AI for Corporate Insights Teams: Where to Start
By Insight Platforms
- article
- AI
- Artificial Intelligence
- AI Moderated Interviews
- AI Agents
- Conversational AI
- Conversational Surveys
- Research Repository
- Automated Reporting
- Data Visualisation
- Visual Analytics
- Data Analytics
- Text Analytics
- Sentiment Analysis
- Behavioural Analytics
- Synthetic Data
- Digital Twins
I have worked on the client side for almost a decade, in global companies such as Unilever, EY, and JDE. Coming from the agency side, this experience was amazing because it allowed me to learn more about parts of the business beyond market research. I was able to better understand processes, finance, commercial dynamics and legal acumen, to name a few.

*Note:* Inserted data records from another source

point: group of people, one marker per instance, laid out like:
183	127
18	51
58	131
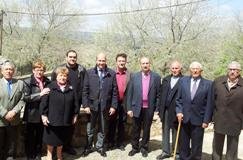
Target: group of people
108	96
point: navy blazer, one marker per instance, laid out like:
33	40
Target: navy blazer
93	95
134	95
198	110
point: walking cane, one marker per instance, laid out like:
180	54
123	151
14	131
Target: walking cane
177	138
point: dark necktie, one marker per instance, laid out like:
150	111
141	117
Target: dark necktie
9	88
194	88
101	74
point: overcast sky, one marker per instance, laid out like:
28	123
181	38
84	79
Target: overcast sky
226	7
94	23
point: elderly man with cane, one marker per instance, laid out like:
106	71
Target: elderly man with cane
194	110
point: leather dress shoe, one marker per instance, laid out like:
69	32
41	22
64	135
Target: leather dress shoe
144	152
132	152
86	152
121	147
163	156
102	153
70	150
38	157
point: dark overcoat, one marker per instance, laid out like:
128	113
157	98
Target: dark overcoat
60	106
134	95
199	109
100	92
32	98
228	109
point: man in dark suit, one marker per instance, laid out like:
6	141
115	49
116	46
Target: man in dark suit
76	79
194	107
143	99
167	113
11	103
99	100
228	112
118	120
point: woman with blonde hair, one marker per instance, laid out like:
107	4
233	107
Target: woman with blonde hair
59	111
34	89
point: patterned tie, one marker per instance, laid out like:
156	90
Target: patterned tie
9	88
194	89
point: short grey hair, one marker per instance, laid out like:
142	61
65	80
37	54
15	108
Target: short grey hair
196	64
234	65
8	63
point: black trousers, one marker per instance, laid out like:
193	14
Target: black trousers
191	134
143	121
68	142
98	118
117	125
218	145
33	139
8	141
166	130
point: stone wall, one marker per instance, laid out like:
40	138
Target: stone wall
79	137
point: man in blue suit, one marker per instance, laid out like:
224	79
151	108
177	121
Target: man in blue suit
100	101
194	109
142	100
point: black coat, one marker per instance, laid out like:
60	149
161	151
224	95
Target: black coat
228	111
168	100
199	109
94	95
60	107
32	98
75	78
135	97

The experience made me feel more complete as an insights professional, but at the same time, I felt overwhelmed by the increased pressure and even frustrated by some parts of it.
I remember sometimes hiding in meeting rooms just to get actual work done. I also remember the frustration of hearing comments like “but you didn’t have time to do this?”, “why you weren’t at this meeting?” or “these results without your perspective don’t mean anything.” The expectation was always to do more, be more strategic, be more available and somehow still deliver faster and better outputs.
In-house research, insights and analytics teams have been carrying more weight than ever. I’ve been there and went through it a few times, but I also feel it is getting worse.
Teams are smaller. Budgets are tighter. Expectations keep growing.
What This Means for Corporate Researchers
Researchers today are expected to know consumers deeply, understand business strategy, support innovation, guide product decisions, challenge stakeholders, navigate legal constraints, influence senior leadership, provoke status quo and still deliver faster and better than ever before.
Most days disappear into meetings, admin work, presentations, stakeholder management and agency coordination. At the same time, smaller budgets also force difficult decisions about where research investment goes and where decisions will simply rely on instinct, stakeholder opinions or a few quick observations made between meetings.
This is exactly why AI is becoming so relevant for in-house insights teams. Not because it replaces researchers, but because it can reduce part of the operational burden that has consumed the role over the years. The opportunity is not about removing human thinking from research. It is about reducing grunt work so researchers can spend more time focusing on interpretation, recommendations and business impact.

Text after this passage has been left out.